Il est particulièrement ardu d’évaluer le risque suicidaire. Quand un intervenant réussit à le faire, il reste difficile de définir une intervention pertinente et efficace. Une telle situation, associée au caractère létal du risque, peut engendrer de l’inquiétude pour l’intervenant quant à ses capacités à gérer la situation, une inquiétude qui altère ses compétences. Par ailleurs, des aspects éthiques et légaux peuvent conduire le thérapeute à souhaiter agir de manière contraignante pour réduire le risque suicidaire (contrat de « non–suicide » ou hospitalisation de courte durée, par exemple). Des mesures dont l’efficacité est faible et temporaire.

Des travaux ont commencé à s’intéresser aux éventuels liens existants entre l’autonomie perçue par le sujet et la crise suicidaire. Dans une enquête sur le suicide de personnes atteintes d’un cancer, Filiberti et coll. ont ainsi relevé que les patients avaient souffert d’un sentiment de perte d’autonomie et d’indépendance, vivaient difficilement leur dépendance à l’égard des autres et craignaient de voir leur perte d’autonomie s’accentuer. La mise en place d’interventions cherchant, par un climat empathique et collaboratif, à favoriser le sens de l’autonomie permettrait de réduire la suicidalité selon certains travaux. Ceci conduit Britton et coll. à s’intéresser à l’articulation de la théorie de l’autodétermination et de l’entretien motivationnel2 dans l’accompagnement de sujets présentant un risque suicidaire.

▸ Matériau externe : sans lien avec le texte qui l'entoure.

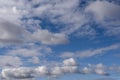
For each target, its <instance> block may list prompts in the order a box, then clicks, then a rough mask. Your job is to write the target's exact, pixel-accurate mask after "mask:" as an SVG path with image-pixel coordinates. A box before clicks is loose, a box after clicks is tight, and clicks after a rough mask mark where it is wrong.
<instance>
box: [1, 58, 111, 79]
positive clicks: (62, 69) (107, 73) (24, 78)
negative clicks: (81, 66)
mask: <svg viewBox="0 0 120 80" xmlns="http://www.w3.org/2000/svg"><path fill="white" fill-rule="evenodd" d="M66 61H67V62H68V63H67V65H66V64H64V62H66ZM71 63H77V62H76V61H75V60H74V59H73V58H69V59H65V60H64V61H63V62H62V63H61V64H60V65H59V66H54V67H49V66H38V67H36V68H34V67H33V68H30V67H18V68H5V69H3V70H2V72H1V75H2V78H4V79H31V78H38V77H43V76H44V77H53V78H54V77H59V76H62V75H66V74H72V73H76V74H98V75H104V76H108V75H109V73H108V71H109V70H110V69H108V67H106V66H104V65H103V64H101V63H99V64H96V65H89V66H86V67H84V68H82V69H81V68H80V66H79V65H76V64H75V65H73V64H71ZM77 64H78V63H77Z"/></svg>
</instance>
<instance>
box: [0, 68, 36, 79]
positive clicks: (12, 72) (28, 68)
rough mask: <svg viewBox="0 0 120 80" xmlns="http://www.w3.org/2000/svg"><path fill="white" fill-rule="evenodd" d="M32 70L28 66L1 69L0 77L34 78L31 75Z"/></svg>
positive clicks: (32, 73)
mask: <svg viewBox="0 0 120 80" xmlns="http://www.w3.org/2000/svg"><path fill="white" fill-rule="evenodd" d="M33 72H34V70H32V69H29V68H13V69H3V70H2V72H1V74H2V78H5V79H29V78H34V76H33V75H32V74H33Z"/></svg>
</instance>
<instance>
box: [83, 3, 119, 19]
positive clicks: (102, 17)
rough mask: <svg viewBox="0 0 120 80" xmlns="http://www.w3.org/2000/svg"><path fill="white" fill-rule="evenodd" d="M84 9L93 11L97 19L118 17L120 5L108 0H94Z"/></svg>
mask: <svg viewBox="0 0 120 80" xmlns="http://www.w3.org/2000/svg"><path fill="white" fill-rule="evenodd" d="M85 11H86V12H91V13H93V14H94V17H95V18H97V19H98V20H104V19H105V18H109V19H119V18H120V15H119V14H120V6H119V5H116V4H113V3H110V2H108V1H95V2H93V3H91V4H90V5H89V6H87V7H86V9H85Z"/></svg>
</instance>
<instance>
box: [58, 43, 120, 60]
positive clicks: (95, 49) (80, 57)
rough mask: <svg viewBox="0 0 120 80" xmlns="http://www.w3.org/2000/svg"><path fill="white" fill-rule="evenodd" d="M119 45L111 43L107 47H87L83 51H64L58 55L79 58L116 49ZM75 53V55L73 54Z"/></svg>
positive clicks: (102, 53)
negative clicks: (84, 50) (92, 47)
mask: <svg viewBox="0 0 120 80" xmlns="http://www.w3.org/2000/svg"><path fill="white" fill-rule="evenodd" d="M119 48H120V45H119V44H113V45H110V46H107V47H102V48H98V49H88V50H85V51H76V52H75V53H74V52H64V53H63V54H61V55H60V57H63V58H65V57H80V58H86V57H92V56H95V55H100V54H103V53H105V52H108V51H111V50H116V49H119ZM74 54H75V55H74Z"/></svg>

Les auteurs définissent ainsi au travers de cet article les contours d’une intervention basée sur la TAD et l’EM. Cette approche repose sur l’idée que les personnes valorisent naturellement les activités bénéfiques pour leur santé et leur développement. En supportant leur autonomie, leur capacité à agir et leur sociabilité, les cliniciens vont favoriser l’activation de la motivation intrinsèque des clients et ainsi accroître leur engagement dans un traitement et les résultats de celui-ci. Cette démarche s’accompagne également de l’utilisation de la motivation extrinsèque quand cela est nécessaire, en cherchant à favoriser son internalisation. Les principes clés de cette intervention sont :

  • Comprendre le point de vue du patient,
  • Aider les clients à percevoir les différents choix qui s’offrent à eux et leur permettre de faire des choix dans les traitements ou thérapies qui seront mis en oeuvre,
  • Fournir des explications signifiantes pour le sujet, c’est-à-dire congruentes avec ses valeurs et ses objectifs personnels,
  • Soutenir l’autonomie personnelle de tous les patients, et non pas uniquement de ceux qui semblent l’apprécier ou y être sensibles a priori,
  • Soutenir la compétence perçue des clients,
  • Développer les qualités relationnelles du lien thérapeutique.

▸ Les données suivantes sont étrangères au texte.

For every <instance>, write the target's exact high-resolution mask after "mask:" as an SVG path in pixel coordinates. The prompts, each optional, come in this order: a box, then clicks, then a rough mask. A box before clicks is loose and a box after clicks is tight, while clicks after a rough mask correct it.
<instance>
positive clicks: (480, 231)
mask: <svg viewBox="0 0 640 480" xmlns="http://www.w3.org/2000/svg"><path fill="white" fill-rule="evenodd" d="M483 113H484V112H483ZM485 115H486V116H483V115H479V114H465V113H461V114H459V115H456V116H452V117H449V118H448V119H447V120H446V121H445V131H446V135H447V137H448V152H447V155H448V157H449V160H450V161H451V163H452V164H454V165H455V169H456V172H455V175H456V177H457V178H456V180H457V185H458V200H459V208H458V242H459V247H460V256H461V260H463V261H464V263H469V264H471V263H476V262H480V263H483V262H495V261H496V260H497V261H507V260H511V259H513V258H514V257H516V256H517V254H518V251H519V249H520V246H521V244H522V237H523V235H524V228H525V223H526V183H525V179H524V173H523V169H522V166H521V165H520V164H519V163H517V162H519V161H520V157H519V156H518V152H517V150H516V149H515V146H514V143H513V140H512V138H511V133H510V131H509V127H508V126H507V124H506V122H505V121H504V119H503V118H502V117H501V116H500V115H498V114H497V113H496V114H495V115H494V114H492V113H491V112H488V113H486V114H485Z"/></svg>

Ces principes issus de la théorie de l’autodétermination s’articulent sans difficulté avec la pratique de l’entretien motivationnel, l’un et l’autre, partageant de nombreux points communs. Britton et coll. proposent donc une approche inspirée de l’EM pour prendre en charge les idées suicidaires (Motivational Interviewing-Suicidal Ideation). Une intervention qui va chercher à soutenir l’autonomie du patient, à le renforcer dans ses capacités à gérer les moments difficiles qu’il peut traverser et à favoriser une version appropriée à la crise suicidaire du discours-changement (change talk) : le discours-vivre (living talk). Deux exemples de l’utilisation de cette approche sont présentés par les auteurs de l’article. Ils permettent d’entrevoir les perspectives importantes offertes par l’EM et la TAD dans l’adhésion thérapeutique, que celle-ci concerne l’engagement dans une prise en charge ou la prise d’un traitement médicamenteux. Un article intéressant pour approfondir la question de l’internalisation de la motivation extrinsèque que soulève la nécessité pour un patient d’intégrer un traitement ou un suivi thérapeutique dans son quotidien.